There are a few different ways to solve a system of equations. One is substitution in which you need to transform one of the equations into y =, or x = form. Once done you can substitute in that value of y or x into the second equation and solve for one variable, and then with that answer you'll be able to solve for the other variable. For the first system of equations:
{ y=6x-2
{12x-2y=5
The top equation is already in y = form. So the next step is substituting in '6x - 2' for 'y' in the second equation.
That gives a second equation of 12x - 2(6x - 2) = 5
Distribute (negative) -2 into the '6x - 2'. We distribute a -2 instead of (positive) 2 to take care of the minus sign at the same time we distribute. This leaves the second equation as: 12x -12x + 4 = 5
Combining like terms gives 0 + 4 = 5, or 4 = 5
This of course is not true, which means this system of equations has no solution. If you were to graph each of these lines, you would see that they never cross (both lines crossing at a point would indicate the system of equations has a solution). This system of equations does not have a solution.

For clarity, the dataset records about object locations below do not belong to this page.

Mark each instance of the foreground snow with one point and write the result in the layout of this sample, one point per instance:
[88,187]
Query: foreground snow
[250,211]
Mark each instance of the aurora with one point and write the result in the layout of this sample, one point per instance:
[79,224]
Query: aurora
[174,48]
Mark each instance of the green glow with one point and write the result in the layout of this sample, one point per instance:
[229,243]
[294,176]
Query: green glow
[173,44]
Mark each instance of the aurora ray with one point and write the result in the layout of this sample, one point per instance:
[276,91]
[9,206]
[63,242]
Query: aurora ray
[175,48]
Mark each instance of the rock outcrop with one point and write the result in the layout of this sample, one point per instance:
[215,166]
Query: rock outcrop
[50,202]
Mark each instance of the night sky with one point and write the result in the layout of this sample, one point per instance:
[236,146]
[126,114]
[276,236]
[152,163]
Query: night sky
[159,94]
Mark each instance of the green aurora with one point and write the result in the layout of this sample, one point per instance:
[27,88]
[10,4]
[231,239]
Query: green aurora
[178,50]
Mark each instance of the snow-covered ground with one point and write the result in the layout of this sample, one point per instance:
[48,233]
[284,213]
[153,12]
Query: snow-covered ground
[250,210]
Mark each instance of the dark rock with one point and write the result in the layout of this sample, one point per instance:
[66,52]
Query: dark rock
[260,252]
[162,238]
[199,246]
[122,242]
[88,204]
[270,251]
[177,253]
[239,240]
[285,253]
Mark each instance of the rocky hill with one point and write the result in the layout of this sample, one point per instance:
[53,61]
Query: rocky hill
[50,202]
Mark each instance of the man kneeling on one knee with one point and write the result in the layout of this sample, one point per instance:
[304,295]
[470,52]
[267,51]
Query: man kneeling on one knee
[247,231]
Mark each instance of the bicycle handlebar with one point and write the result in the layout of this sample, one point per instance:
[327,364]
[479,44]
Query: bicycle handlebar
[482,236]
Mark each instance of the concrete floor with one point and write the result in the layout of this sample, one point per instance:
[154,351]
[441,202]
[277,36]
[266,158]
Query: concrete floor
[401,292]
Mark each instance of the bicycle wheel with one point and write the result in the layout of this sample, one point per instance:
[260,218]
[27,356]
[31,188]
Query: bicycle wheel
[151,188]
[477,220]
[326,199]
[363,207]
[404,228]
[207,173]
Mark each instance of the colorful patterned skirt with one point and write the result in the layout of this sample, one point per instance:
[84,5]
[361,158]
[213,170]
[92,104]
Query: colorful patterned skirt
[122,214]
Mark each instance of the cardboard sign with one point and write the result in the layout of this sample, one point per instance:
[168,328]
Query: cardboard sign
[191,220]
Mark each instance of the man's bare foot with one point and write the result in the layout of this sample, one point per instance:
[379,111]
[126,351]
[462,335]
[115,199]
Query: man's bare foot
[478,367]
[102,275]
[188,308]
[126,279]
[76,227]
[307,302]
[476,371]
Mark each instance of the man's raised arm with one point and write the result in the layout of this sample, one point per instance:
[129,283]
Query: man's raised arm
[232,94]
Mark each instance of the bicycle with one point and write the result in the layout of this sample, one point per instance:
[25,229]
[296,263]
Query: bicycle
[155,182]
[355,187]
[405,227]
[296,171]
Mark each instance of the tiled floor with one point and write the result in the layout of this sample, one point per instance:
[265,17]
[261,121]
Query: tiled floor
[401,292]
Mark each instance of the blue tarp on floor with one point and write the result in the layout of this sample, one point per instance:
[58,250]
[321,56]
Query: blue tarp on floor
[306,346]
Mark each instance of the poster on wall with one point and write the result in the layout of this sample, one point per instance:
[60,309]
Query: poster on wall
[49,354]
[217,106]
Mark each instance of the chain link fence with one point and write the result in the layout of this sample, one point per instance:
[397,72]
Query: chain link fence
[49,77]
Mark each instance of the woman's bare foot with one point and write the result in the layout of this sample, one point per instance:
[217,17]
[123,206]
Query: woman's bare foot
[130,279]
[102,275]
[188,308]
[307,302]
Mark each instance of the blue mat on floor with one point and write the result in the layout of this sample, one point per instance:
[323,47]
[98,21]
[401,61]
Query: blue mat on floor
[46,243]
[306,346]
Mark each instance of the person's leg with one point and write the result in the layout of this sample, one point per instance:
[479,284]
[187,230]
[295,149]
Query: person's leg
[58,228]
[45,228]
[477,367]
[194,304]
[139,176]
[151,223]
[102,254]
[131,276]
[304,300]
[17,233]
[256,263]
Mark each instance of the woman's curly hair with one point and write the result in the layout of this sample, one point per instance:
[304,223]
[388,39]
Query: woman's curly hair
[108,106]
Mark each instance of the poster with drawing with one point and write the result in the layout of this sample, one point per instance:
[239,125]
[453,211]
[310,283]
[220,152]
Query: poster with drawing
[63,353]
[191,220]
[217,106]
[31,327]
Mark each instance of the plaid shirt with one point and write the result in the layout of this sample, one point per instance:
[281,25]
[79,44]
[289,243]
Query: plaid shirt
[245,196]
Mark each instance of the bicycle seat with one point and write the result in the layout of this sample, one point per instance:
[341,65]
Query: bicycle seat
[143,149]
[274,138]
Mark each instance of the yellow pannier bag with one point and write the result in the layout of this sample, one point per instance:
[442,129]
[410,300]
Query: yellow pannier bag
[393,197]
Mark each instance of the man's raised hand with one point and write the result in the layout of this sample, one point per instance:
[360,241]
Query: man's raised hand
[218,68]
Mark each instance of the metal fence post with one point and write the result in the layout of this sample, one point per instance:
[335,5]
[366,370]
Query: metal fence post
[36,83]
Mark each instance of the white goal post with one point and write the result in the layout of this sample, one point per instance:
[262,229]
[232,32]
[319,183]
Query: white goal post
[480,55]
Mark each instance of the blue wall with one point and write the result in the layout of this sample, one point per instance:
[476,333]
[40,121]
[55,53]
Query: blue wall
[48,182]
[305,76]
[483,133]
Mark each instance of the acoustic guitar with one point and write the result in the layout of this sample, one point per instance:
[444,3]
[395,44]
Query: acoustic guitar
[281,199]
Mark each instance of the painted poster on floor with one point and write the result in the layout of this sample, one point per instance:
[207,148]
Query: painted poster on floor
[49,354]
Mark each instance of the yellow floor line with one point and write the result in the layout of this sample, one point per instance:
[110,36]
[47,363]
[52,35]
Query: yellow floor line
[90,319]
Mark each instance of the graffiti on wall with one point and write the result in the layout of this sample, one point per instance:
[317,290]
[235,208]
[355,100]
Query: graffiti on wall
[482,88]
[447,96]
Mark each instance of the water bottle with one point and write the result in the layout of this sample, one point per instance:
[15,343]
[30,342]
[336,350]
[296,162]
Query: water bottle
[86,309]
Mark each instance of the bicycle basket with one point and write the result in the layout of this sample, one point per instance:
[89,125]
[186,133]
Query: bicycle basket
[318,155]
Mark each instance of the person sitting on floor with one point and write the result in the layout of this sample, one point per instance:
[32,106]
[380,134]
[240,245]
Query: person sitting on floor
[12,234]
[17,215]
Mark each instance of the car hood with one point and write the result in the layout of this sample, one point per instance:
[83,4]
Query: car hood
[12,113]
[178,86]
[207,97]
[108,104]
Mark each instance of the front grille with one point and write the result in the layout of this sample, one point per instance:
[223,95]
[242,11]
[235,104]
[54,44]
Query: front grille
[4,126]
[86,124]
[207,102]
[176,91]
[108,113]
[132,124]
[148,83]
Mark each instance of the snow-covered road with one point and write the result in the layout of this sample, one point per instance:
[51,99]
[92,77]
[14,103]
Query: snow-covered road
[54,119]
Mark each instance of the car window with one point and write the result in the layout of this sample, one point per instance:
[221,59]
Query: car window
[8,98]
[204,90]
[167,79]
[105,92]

For the second set of equations, we can solve by elimination! This is where you create a common coefficient between both equations, have at least one of the variables cancel out, and then solve for the remaining variable. Once you have this solution, you can solve for the variable you initially cancelled out. Here are the equations:
{2x+3y=-6
{5x-2y=23
Since the coefficients of y have opposite signs (one positive, one negative), we will multiply each equation by a number so that the y coefficients end up being the same number. The least common multiple of 3 and 2 is 6. So we multiply the entire top equation by 2, and the entire bottom equation by 3. This gives a new set of equations:
4x + 6y = -12
15x - 6y = 69
We can add these equations together, which will make the 'y' variables cancel out, leaving:
19x = 57
Dividing both sides by 19 gives x = 3.
And since we know x = 3, we can substitute that 3 in for 'x' in any equation we've used thus far (the original system of equations and the ones we created).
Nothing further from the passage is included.